Film Everest merupakan sebuah film drama-thriller yang ceritanya diambil berdasarkan kisah nyata Rob Hall (Jason Clarke). Ia memandu perjalanan ke puncak tertinggi gunung Everest lewat tour Adventure Consultans yang dibuat bersama teman-temannya pada tahun 1996.
Namun keinginan beberapa orang dalam ekspedisi yang dipimpin oleh Rob Hall itu ternyata harus menghadapi berbagai macam rintangan. Khususnya hawa dingin yang menusuk dan cuaca yang tidak menentu.
Berulang kali, tim ini harus berada pada situasi genting untuk nyawa mereka.

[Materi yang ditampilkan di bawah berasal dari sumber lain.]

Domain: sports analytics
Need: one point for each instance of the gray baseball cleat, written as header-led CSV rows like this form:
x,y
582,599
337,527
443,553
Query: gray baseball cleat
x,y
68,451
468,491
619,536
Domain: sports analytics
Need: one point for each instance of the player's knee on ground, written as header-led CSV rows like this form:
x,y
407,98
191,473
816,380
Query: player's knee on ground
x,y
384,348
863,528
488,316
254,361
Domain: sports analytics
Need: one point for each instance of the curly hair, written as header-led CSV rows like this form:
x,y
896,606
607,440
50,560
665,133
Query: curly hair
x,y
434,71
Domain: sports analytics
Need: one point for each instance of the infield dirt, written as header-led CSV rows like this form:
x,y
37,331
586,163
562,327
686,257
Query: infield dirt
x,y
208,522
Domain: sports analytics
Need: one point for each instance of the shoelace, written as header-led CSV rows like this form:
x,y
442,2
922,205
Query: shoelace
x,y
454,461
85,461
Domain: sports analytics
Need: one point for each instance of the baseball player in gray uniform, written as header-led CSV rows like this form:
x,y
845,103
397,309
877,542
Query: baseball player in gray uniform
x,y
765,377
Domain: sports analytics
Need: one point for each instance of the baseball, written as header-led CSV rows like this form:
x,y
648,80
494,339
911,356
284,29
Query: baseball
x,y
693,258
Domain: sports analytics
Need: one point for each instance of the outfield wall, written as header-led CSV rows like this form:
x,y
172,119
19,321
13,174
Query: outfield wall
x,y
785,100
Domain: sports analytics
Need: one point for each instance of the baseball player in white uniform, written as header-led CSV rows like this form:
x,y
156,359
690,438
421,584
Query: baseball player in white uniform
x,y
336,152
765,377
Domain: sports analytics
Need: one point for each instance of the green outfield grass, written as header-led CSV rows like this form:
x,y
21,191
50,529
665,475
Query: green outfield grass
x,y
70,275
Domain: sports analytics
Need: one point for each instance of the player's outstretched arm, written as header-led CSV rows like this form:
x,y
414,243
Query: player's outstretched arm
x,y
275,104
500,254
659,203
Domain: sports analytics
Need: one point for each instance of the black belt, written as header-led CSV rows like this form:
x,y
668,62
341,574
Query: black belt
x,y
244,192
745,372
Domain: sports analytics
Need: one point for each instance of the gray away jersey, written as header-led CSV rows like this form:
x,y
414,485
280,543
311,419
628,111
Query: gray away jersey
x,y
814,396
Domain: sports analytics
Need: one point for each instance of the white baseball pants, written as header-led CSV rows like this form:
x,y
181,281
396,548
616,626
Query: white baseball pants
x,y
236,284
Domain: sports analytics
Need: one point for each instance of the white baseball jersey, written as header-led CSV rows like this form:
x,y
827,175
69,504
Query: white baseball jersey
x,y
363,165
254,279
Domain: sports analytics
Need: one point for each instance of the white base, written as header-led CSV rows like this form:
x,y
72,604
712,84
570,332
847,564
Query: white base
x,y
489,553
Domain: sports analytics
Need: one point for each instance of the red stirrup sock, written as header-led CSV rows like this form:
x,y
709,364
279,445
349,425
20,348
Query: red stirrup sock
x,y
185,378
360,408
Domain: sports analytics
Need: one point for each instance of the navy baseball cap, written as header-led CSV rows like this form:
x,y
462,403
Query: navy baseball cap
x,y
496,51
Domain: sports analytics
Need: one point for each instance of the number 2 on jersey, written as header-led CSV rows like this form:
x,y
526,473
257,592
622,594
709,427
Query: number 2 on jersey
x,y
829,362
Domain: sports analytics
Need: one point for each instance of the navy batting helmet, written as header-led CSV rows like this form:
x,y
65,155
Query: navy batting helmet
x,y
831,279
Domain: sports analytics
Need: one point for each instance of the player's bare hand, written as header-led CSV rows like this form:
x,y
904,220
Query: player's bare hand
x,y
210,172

Terutama saat berada di lokasi gunung es yang ‘rapuh’. Bahkan, mereka harus berhadapan dengan longsoran salju yang ganas.
Meski demikian, kejayaan yang didapat jika menginjakan kaki di puncak Everest membuat semua masalah tak terlihat. Salah satunya, ketika rekannya mengatakan badai akan segera tiba, namun timi ini tak menghiraukan.
Tak pelak, Rob Hall beserta pendaki lainnya terjebak pada situasi yang sulit. Mereka terkena imbas dari badai salju gunung Everest. Apakah usaha Rob untuk mendaki puncak tertinggi Everest berhasil?
Review:
Bagi sebagian orang, ada sensasi yang berbeda ketika berhasil menginjakan kaki di puncak Everest. Gunung yang mempunyai tinggi 8.848 meter diatas permukaan laut ini menjadi salah satu gunung paling berbahaya di dunia. Namun, hal itu tidak mengurungkan beberapa pendaki untuk menghentikan langkah kakinya agar sampai ke puncak gunung Everest.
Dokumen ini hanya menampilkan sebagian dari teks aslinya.